Se a virgindade ou celibato é um carisma, então se deverá viver carismaticamente, e isso significa simplesmente viver como quem está vivendo um dom. Antes de mais nada com humildade. O grande mártir Inácio de Antioquia, que viveu logo depois dos tempos apostólicos, escrevia: “Se alguém, para honra da carne do Senhor, consegue viver em castidade, continue humildemente nessa vida, porque estará perdido se se vangloriar; se se julga superior ao bispo, está arruinado” (A Policarpo 5,2). Alguns Padres, como São Jerônimo, Santo Agostinho e São Bernardo chegaram a dizer que “é melhor um incontinente humilde do que um virgem orgulhoso”. Há uma grande afinidade entre humildade e castidade, como entre soberba e a luxúria.

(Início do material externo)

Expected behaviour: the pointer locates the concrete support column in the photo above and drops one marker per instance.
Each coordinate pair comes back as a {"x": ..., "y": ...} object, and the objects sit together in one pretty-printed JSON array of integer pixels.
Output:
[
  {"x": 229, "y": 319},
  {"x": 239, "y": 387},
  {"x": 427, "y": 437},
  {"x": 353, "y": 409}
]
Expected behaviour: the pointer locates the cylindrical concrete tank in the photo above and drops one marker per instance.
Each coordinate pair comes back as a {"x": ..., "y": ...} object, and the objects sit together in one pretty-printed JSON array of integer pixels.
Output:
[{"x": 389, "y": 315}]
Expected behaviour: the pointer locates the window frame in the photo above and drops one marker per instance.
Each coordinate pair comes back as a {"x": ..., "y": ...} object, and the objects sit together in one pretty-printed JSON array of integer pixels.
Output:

A virgindade é um carisma e também o matrimônio é um carisma. Uma e outro são “uma manifestação particular do Espírito”. Como podem opor-se ou ser incompatíveis se ambos vêm “do mesmo Espírito”? Na noção de carisma e na outra, muito próxima, de vocação, ambas as formas de vida podem finalmente viver plenamente reconciliadas, edificando-se até mutuamente. Uma confirma, não destrói a outra. Exatamente porque, na visão cristã, o matrimônio é considerado como bom e como dom espiritual, exatamente por isso a virgindade e o celibato são algo de grande e belo. De fato, que mérito haveria em não se casar, se o casamento fosse algo de mau ou simplesmente perigoso e desaconselhável? Não se casar seria simplesmente um dever e nada mais, como o fugir de qualquer ocasião de pecado. Mas, exatamente porque o matrimônio é bom e belo, renunciar a ele por motivos superiores é ainda mais belo. Quem vai ouvir um belo concerto faz coisa boa e sadia. Mas quem, por amor, deixa de ir a um concerto, que tanto o atrai – para não deixar, digamos, sozinha uma pessoa querida – faz coisa melhor ainda. Nesse sentido São Paulo diz que quem se casa faz bem, mas quem não se casa, faz melhor (veja 1Cor 7,38).
Pensando bem, é apenas a existência do matrimônio que torna a virgindade uma opção, e é apenas a existência da virgindade que torna o matrimônio uma opção. Sem um dos dois já não haveria “escolha”.